An adult black woman looks out an upstairs window as she steadies a small mixed race child sitting on the partially collapsed roof. The darkest skin belongs to the woman dancing with the child in the middle foreground. The skin color variations, with nearly each individual shown as a different "person of color", reflected African-American society, but may also have been intended to invite the viewer to contemplate the mixed racial ancestry of those portrayed. Several elements hint at or symbolize relations to an unseen, wealthier white male—the mulatto children, the ladder from the Negro quarters leaning against a larger house next door (although not near any door or window) and, symbolically, the rooster high in the tree near the taller house and hen on the Negroes' house roof as well as the white cat, a tomcat perhaps, crawling in the bedroom window.

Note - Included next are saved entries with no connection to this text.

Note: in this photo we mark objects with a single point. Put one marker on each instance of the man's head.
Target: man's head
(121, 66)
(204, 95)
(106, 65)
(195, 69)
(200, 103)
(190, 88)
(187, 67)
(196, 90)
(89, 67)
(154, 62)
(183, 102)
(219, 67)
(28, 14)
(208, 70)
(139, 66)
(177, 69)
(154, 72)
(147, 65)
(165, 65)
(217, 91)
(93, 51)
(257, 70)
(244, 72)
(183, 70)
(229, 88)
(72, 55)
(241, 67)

Its seemingly contradictory elements have implications that have been interpreted at length. The painting was interpreted by both proponents and detractors of slavery as supporting their position. Southerners associated it with plantation life and noted that the Negroes seemed cheerful in their leisure time. Northerners might concentrate on the top half of the painting, with the dilapidated roof representing the degradation of slavery and the light-skinned woman and child suggesting a theme of miscegenation.